We extended our analysis by modeling transitions between health states and mortality using multistate models, which provided deeper insights into the relationships between variables and health transitions (33). While semiparametric strategies, such as the Cox model, are widely used, the benefits of a fully parametric approach are not as well acknowledged (33). Parametric approaches offer several advantages, including the ability to predict, extrapolate, and quantify data. These benefits are especially valuable when used in conjunction with customized treatment and substantial registry-based data sources (33). In our current investigation, we employed a systematic method to evaluate the suitability of the Weibull model compared to other parametric options. After demonstrating that the Weibull regression model produced similar outcomes to the most suitable model, our final objective was to extrapolate the variations in survival between different exposure groups from this model. This portion of the analysis consisted of procedures that are detailed in Supplementary methods 1.

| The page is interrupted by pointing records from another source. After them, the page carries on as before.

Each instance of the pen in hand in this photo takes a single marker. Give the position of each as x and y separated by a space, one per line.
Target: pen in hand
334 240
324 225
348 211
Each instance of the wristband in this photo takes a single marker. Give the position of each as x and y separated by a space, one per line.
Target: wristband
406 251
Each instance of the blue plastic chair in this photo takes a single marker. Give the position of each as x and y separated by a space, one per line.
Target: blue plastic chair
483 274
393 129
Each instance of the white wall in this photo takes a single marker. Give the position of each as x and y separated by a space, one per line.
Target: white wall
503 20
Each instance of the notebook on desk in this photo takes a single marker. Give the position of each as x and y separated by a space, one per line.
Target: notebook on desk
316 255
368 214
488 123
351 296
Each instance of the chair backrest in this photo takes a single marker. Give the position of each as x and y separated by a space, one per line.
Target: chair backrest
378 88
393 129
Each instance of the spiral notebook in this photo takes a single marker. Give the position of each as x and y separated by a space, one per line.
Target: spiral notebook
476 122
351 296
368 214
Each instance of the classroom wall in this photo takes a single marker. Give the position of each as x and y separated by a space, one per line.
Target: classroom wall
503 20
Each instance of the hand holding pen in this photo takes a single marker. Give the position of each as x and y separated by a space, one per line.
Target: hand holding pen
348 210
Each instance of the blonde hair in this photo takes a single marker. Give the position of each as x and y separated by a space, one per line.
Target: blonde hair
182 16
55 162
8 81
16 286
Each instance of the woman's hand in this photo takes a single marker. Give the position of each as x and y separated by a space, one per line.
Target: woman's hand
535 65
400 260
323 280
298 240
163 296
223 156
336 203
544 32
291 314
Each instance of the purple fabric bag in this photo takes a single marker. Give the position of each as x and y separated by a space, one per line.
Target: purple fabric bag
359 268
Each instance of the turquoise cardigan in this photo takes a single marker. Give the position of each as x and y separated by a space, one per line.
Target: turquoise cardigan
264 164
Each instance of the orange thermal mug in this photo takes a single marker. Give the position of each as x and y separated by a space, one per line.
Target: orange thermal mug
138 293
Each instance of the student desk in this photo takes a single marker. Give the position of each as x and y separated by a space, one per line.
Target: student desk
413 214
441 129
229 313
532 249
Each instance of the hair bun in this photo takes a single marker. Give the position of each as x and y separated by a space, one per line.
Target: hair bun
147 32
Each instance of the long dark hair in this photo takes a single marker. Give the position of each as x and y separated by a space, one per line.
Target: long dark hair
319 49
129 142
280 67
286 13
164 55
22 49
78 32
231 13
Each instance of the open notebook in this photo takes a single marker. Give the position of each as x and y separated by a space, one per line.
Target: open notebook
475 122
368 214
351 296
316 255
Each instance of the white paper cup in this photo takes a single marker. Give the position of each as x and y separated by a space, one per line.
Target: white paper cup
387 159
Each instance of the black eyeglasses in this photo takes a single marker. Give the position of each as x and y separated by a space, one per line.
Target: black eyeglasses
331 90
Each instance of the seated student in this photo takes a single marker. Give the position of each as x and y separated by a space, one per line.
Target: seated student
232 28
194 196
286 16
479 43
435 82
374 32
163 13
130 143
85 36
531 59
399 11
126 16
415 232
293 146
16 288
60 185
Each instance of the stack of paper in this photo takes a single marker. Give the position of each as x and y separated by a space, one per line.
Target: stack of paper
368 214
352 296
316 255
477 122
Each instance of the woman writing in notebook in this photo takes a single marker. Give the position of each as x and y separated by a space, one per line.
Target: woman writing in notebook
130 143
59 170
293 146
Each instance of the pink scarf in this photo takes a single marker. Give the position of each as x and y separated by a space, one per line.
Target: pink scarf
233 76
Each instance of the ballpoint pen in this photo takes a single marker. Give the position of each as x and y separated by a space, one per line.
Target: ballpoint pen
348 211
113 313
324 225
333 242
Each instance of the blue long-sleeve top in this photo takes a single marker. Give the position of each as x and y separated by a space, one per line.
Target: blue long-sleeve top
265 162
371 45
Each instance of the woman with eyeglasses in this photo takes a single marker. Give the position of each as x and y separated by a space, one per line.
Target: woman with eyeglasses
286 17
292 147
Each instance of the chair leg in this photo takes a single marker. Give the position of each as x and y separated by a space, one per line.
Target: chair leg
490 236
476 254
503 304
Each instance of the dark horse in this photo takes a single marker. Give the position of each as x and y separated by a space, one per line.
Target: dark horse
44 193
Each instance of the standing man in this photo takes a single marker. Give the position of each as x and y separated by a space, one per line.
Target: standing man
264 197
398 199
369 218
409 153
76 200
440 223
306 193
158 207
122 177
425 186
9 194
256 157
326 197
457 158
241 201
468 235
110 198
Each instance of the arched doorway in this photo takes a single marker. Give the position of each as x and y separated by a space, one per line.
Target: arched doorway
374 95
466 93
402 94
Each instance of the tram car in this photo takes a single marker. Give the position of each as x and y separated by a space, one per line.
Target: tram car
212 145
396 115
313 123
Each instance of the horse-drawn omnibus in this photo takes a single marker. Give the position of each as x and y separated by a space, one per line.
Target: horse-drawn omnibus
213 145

To summarize these steps, we analyzed the association between exposure to certain medications and health outcomes in individuals with PD or dementia. The dataset was arranged using Stata’s msset command, incorporating three events of interest and their corresponding age at occurrence. The data was organized into four states: “healthy,” “PD,” “dementia,” and “deaths.” A transition transformation matrix was created using the msboxes command, and the Aalen-Johansen estimates of transition probabilities were calculated. Parametric survival models were estimated using POLYPH as the primary variable of interest, considering factors such as age at baseline, sex, race, household size, TDI z-score, SESres, LE8z_rev, the co-morbidity index, and self-rated health. POLYPH2+ and POLYPH5+ were defined as both 2+ and 5+ medications, respectively, in this part of the analysis. Survival probabilities were estimated for each transition and associated model, using Kernel-weighted local polynomial smoothing throughout the age of follow-up, assessing differences in survival probability between exposed and unexposed groups. A sensitivity analysis was performed to compare the fully adjusted parametric model with different distributional specifications. The UK Biobank field 20003 was used to examine which groups of medications explained any association between exposure and outcome. Latent class analysis (LCA) was conducted to generate probabilities of membership in each latent class, as well as a predicted discrete class membership variable. We used improvements in the Akaike Information Criterion (AIC) and the Bayesian Information Criterion (BIC) to select class sizes. A mediation analysis was conducted using generalized structural equations (GSEM) models to explain detected associations between each latent class and the outcome of interest through POLYPH2+ or POLYPH5+(2+ and 5+ thresholds). The direct effect of each latent class of medications was of primary interest in these models. Latent classes were labeled and visualized as heat maps, based on a series of bivariate logistic regression models producing Loge(odds ratio) of each latent class as modeled against each of the common medications from which the latent classes were estimated.